A deep look at the CQL WHERE clause
For hands-on exercises that allow you to try out the CQL statements in this blog, check out the Queries lesson from the Cassandra Fundamentals learning series.
While they share similar syntaxes, there are lots of differences between CQL and SQL. The reasons for these differences come mainly from the fact that Cassandra is dealing with distributed data and aims to prevent inefficient queries. One of the places where CQL differs a lot from SQL is the WHERE clause. The goal of this post is to describe what is supported by the CQL WHERE clause and the reasons why it differs from normal SQL.
Primary key columns
In Cassandra, two types of columns have a special role: the partition key columns and the clustering columns. Together, they will define your row primary key. The partition key columns are the first part of primary key and their role is to spread data evenly around the cluster. Rows will be spread around the cluster based on the hash of the partition keys. The clustering key columns are used to cluster the data of a partition, allowing a very efficient retrival of rows. Due to the differences in the role that they are playing, partition key, clustering and normal columns support different sets of restrictions within the WHERE clause. Futhermore, those sets of restrictions differ depending of the type of query: SELECT, UPDATE or DELETE.
WHERE clause restrictions for SELECT statements
Partition keys restrictions
The partition key columns support only two operators: = and IN
IN restriction
Prior to 2.2, the IN restrictions could only be applied to the last column of the partition key. So, for example, if your table was:
CREATE TABLE numberOfRequests ( cluster text, date text, time text, numberOfRequests int, PRIMARY KEY ((cluster, date), time) )
In 2.1, you could only use an IN operator on the date column. In 2.2 you can use the IN operator on any partition key column. By consequence, a query like:
SELECT * FROM numberOfRequests WHERE cluster IN ('cluster1', 'cluster2') AND date = '2015-05-06' AND time >= '12:00' AND time <= '14:00';
is valid since 2.2 but is invalid in the prior releases.
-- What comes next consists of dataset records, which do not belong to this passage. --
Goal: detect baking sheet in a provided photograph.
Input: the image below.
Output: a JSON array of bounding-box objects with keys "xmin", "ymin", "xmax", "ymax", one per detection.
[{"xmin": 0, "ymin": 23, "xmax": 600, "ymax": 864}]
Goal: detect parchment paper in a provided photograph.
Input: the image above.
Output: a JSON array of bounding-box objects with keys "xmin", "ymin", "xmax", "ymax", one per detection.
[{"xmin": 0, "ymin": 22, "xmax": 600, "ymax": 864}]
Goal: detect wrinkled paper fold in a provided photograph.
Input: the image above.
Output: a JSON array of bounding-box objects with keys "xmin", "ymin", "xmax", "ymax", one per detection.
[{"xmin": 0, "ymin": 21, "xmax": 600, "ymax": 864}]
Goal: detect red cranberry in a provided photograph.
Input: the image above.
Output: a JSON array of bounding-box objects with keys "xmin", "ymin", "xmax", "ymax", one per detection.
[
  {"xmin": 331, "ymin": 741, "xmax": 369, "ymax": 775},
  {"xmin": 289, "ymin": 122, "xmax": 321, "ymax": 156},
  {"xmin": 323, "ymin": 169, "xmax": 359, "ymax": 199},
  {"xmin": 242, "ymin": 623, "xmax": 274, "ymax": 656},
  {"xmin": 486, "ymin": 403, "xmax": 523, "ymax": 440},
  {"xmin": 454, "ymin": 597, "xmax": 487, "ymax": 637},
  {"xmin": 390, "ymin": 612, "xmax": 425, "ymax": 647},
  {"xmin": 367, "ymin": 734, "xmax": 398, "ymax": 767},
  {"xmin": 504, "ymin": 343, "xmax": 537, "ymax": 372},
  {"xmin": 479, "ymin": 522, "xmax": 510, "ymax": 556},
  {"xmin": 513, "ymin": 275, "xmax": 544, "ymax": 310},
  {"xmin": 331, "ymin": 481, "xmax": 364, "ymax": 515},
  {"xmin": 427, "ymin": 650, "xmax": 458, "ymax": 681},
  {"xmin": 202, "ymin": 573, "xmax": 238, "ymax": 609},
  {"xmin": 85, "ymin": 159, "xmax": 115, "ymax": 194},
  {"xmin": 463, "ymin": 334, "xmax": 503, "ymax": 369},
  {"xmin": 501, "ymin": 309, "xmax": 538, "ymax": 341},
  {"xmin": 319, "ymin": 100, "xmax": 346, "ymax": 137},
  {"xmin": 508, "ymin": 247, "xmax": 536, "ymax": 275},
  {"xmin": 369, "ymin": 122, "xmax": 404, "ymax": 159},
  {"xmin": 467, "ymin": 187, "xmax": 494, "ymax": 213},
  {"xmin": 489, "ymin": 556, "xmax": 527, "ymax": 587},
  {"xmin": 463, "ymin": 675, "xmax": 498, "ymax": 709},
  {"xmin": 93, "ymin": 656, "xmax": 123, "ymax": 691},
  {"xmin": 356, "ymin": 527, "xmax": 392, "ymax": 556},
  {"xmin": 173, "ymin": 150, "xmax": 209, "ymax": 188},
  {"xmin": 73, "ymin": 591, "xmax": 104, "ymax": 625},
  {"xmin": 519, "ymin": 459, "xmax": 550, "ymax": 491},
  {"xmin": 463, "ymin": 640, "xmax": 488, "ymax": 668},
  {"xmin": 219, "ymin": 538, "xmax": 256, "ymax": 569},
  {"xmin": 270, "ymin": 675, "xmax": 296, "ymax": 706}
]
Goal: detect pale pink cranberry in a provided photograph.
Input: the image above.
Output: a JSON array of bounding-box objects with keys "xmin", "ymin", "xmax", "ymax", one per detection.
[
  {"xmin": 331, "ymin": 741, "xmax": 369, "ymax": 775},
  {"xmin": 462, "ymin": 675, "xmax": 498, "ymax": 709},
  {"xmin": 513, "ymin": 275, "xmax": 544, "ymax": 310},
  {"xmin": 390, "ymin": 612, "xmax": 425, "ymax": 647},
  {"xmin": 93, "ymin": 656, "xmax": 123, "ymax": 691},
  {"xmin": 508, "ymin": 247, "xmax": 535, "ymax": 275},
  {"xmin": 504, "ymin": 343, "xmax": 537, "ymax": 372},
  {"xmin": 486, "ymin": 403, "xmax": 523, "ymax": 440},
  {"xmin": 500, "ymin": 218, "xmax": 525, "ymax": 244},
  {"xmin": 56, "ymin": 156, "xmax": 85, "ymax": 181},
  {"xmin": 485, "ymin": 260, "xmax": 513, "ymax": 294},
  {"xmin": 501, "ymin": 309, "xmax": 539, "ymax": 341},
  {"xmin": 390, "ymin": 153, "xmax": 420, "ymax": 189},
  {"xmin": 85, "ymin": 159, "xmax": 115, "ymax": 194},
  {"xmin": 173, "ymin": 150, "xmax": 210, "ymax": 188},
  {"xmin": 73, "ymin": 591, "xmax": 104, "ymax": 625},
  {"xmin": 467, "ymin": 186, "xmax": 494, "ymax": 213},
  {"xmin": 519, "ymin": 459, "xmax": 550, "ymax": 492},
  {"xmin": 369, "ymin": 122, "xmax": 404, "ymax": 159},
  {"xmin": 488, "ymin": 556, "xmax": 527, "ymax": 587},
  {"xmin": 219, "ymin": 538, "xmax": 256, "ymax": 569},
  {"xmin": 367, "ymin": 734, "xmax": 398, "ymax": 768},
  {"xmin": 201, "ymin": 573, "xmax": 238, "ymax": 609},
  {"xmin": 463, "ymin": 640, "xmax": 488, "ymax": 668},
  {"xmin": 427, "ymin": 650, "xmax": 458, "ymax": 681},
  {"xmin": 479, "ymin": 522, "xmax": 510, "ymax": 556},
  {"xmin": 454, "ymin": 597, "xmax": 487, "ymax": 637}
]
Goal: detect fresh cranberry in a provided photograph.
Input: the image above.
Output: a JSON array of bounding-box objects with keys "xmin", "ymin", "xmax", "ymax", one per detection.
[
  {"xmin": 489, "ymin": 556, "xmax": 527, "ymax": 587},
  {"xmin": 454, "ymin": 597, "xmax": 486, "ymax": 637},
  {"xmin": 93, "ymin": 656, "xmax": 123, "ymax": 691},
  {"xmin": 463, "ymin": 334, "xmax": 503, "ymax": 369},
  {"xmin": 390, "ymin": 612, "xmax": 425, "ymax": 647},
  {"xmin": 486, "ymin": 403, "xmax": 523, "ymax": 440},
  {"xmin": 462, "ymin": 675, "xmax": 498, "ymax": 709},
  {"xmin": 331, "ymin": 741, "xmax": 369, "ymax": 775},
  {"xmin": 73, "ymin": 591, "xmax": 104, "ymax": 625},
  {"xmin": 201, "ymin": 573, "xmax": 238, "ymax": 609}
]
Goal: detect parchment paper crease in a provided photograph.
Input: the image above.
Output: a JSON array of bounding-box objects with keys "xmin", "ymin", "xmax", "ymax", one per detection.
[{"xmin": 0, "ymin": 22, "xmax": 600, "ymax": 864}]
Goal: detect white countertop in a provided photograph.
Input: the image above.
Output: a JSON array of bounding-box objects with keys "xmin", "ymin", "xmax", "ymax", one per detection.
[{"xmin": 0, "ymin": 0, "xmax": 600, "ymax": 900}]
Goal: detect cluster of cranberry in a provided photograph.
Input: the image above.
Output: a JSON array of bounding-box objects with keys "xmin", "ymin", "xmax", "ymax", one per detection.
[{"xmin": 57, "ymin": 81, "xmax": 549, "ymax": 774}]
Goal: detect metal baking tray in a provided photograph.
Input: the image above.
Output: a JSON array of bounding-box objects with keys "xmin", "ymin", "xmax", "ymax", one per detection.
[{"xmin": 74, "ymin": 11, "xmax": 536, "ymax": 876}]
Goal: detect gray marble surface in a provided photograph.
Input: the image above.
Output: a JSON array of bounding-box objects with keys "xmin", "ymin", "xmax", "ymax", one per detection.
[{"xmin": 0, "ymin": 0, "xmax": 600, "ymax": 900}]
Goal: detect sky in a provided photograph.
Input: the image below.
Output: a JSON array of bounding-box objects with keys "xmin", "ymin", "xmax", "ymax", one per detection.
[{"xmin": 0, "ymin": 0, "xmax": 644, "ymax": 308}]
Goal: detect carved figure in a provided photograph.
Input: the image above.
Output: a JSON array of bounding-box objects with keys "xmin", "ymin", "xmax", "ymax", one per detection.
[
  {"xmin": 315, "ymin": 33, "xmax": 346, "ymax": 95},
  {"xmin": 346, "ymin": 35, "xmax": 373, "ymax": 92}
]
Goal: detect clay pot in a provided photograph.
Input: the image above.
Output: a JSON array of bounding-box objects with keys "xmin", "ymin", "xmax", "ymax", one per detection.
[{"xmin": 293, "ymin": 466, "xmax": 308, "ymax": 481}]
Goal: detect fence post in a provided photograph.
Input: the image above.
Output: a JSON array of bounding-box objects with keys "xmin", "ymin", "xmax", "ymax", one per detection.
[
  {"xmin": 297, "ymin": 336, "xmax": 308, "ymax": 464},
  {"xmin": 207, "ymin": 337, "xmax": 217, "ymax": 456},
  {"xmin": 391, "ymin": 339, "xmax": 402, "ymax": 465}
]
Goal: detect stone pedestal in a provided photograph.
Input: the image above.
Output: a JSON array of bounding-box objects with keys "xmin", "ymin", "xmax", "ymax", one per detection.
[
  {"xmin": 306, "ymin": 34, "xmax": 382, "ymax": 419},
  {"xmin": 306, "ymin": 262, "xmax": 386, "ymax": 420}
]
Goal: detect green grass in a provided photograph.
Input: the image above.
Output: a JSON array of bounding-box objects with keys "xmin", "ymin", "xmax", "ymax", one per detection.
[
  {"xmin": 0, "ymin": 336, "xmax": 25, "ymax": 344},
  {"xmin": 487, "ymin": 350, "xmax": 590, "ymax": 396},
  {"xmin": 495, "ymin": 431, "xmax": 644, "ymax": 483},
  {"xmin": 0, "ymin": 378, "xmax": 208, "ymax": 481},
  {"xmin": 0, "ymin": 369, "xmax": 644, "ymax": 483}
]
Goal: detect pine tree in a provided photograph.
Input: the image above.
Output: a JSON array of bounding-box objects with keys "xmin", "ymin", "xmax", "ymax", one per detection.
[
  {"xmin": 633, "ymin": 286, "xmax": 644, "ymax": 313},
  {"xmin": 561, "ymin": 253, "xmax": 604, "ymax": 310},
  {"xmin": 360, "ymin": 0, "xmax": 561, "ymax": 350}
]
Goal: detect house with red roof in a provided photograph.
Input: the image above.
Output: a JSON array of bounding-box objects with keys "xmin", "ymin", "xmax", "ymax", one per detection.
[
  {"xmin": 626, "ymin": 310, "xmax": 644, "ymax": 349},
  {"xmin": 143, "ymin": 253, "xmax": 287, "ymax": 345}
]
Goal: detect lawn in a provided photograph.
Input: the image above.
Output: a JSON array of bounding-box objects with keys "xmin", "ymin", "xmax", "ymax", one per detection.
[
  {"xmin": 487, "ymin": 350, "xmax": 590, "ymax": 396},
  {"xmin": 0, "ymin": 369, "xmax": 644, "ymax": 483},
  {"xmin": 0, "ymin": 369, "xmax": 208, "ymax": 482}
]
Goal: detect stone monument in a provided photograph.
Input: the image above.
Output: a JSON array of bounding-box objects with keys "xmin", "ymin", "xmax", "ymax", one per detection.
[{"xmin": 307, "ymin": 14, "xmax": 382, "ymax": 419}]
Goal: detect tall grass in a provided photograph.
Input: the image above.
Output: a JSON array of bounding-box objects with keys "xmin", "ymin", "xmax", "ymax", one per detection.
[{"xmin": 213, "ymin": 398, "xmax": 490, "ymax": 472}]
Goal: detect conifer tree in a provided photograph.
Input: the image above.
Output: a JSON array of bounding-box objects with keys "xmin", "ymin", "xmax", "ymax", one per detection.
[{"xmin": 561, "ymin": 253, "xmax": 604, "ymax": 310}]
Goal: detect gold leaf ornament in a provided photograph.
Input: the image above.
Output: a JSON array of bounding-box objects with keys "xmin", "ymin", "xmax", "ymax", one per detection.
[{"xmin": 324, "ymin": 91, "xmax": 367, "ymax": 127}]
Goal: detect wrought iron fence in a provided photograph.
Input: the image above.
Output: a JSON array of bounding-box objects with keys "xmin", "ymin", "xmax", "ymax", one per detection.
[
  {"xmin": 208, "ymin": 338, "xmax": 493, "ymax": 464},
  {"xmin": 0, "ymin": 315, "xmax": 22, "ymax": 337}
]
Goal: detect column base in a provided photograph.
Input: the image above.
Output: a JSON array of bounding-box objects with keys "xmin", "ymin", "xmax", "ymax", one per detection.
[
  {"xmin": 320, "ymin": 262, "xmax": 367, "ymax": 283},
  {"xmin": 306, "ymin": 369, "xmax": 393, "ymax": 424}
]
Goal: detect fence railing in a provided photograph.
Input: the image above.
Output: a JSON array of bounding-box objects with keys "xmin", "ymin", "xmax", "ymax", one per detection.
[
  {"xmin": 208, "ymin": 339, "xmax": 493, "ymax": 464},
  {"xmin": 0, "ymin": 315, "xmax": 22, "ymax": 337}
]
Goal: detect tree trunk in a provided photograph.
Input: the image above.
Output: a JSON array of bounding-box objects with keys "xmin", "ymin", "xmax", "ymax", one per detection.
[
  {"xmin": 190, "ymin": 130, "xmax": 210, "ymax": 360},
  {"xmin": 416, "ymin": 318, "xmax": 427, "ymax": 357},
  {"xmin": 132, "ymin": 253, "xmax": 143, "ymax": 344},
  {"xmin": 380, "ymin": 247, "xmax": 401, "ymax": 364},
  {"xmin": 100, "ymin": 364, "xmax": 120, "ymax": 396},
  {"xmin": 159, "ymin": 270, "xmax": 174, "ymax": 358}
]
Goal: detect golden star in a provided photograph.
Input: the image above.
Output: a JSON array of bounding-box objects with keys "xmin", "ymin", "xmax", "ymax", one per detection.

This change makes CQL more consistent but you should nevertheless be careful with IN restrictions on partition key columns. The nice post of Ryan Svihla will give you a clear explanation on why you should try to avoid them. Another change, introduced with 2.2, is that the results are not returned anymore in the order in which the partition key where specified in the IN clause. From 2.2 onward, the results are returned in the natural order of the column type and duplicates are ignored.
Unrestricted partition key columns
Cassandra will require that you either restrict all the partition key columns, or none of them unless the query can use a secondary index. This means that a query like:
SELECT * FROM numberOfRequests WHERE cluster='cluster1' AND time ='12:00';
will be rejected as the date column is not restricted. The reason why is that Cassandra needs all the partition key columns to be able to compute the hash that will allow it to locate the nodes containing the partition. If no restrictions are specified on the partition keys but some are specified on the clustering keys, Cassandra will require ALLOW FILTERING to be added to the query. For more information on ALLOW FILTERING you should look at ALLOW FILTERING explained.
>, >=, <= and < operators
Cassandra distributes the partition accross the nodes using the selected partitioner. As only the ByteOrderedPartitioner keeps an ordered distribution of data Cassandra does not support >, >=, <= and < operator directly on the partition key. Instead, it allows you to use the >, >=, <= and < operator on the partition key through the use of the token function.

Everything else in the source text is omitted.